Propiamente no hay derecho a tener hijos, sino derecho a tener los elementos necesarios para concebirlos, y procurarles el desarrollo íntegro y cabal de su humanidad.
Pero aquí aparece algo interesante: los padres no tienen propiamente el derecho a tener hijos, pero todos los individuos, particularmente los recién nacidos, infantes, púberes, adolescentes y jóvenes sí tienen derecho a tener padres. Esto es así porque los padres son un bien necesario para el ser humano especialmente en las edades mencionadas. Siendo necesario, ese bien es debido. Se le debe, es un derecho.
Los padres son necesarios para el desarrollo del individuo, por eso son un derecho. Pero los hijos no son necesarios para el desarrollo de la humanidad de los padres, por eso no son un derecho.
Para el óptimo desarrollo de las potencias físicas, psíquicas y espirituales (inteligencia y voluntad) del hijo es necesario tener a los progenitores (quienes le engendraron), sin embargo, en caso de que su compañía sea imposible por defecto de su presencia o por defecto físico, psíquico o espiritual, entonces es válido proveer a la persona menor, de padres adoptivos.
La adopción es una respuesta al derecho del hijo. En ningún caso es justo como cumplimiento de derecho alguno de los padres.
Debido a que la progénesis implicó a solo un individuo humano femenino y a solo un individuo humano masculino, la adopción es justa solo proveyendo a un individuo femenino y a uno masculino.
Proveer de padres del mismo sexo es una acción que desatiende al derecho del adoptando.
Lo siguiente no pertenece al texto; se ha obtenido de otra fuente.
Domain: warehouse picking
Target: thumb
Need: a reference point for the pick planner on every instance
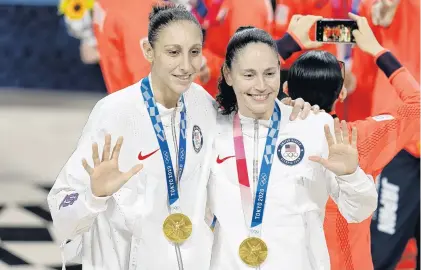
(134, 170)
(357, 34)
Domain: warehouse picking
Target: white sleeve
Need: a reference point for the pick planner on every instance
(355, 194)
(72, 205)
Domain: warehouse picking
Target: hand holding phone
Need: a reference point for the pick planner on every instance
(335, 31)
(364, 36)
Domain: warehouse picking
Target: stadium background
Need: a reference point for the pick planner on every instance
(46, 94)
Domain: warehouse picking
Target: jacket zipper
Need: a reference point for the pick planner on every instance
(174, 135)
(256, 161)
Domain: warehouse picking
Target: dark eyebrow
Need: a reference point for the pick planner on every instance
(178, 46)
(249, 70)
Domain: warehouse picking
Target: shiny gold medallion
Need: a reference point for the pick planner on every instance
(177, 228)
(253, 251)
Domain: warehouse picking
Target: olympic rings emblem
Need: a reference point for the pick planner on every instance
(290, 155)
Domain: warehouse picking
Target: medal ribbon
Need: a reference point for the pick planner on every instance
(265, 169)
(170, 174)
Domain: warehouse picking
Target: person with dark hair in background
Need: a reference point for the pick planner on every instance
(167, 122)
(318, 77)
(263, 161)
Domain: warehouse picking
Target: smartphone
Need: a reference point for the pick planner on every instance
(335, 31)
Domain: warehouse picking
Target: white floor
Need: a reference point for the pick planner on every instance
(38, 132)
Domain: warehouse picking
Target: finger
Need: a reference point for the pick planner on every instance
(107, 148)
(345, 132)
(88, 168)
(338, 132)
(354, 137)
(353, 16)
(296, 17)
(95, 155)
(286, 101)
(312, 19)
(298, 104)
(328, 135)
(357, 34)
(117, 148)
(319, 160)
(314, 44)
(306, 110)
(133, 171)
(315, 108)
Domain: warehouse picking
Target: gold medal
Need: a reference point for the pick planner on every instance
(177, 228)
(253, 251)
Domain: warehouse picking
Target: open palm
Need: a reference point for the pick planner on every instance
(343, 154)
(106, 177)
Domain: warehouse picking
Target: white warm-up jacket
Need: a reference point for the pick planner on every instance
(297, 193)
(124, 231)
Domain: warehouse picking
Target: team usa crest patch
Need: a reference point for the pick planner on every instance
(290, 151)
(197, 138)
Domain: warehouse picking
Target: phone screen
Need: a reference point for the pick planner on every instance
(335, 31)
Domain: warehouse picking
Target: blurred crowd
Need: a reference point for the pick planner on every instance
(111, 33)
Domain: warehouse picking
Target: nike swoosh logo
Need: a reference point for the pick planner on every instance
(220, 160)
(140, 157)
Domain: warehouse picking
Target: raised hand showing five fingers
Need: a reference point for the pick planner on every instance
(106, 178)
(343, 153)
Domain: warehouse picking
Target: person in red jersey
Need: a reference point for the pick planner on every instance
(380, 137)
Tan injusta como dar un vaso vacío al sediento.
No se pone en duda la capacidad física o afectiva (psíquica) de los que pretenden adoptar. Ni de heterosexuales ni de homosexuales. Tampoco la posibilidad económica para proveer de bienes de consumo al adoptando. Esas capacidades no son suficientes por sí mismas para satisfacer la justa deuda de amor y atención a ninguna persona.
Lo que sí es definitorio es la capacidad espiritual, por la cual se provea a la inteligencia del desarrollo hacia la búsqueda y el encuentro constantes con la verdad, y a la voluntad libre del desarrollo en la opción y procuración del orden justo con todos los factores que integran la naturaleza, es decir, desarrollo conseguido por la elección y operación del bien y de la belleza.
En contados casos de parejas heterosexuales se encuentra esta disposición de la inteligencia a la verdad y de la voluntad libre al bien.
En las parejas homosexuales puede ser evidente la indisposición de la inteligencia para reconocer la realidad tal cual es (al confundir masculino con femenino o no tener clara su propia identidad) y de la debilidad de la voluntad, nublada para diferenciar entre verdadero bien y satisfacción del gusto.
En suma, en la relación entre personas es justo solo lo que propicia el encuentro. Se tiene derecho solo a lo que propicie el desarrollo pleno de cada persona.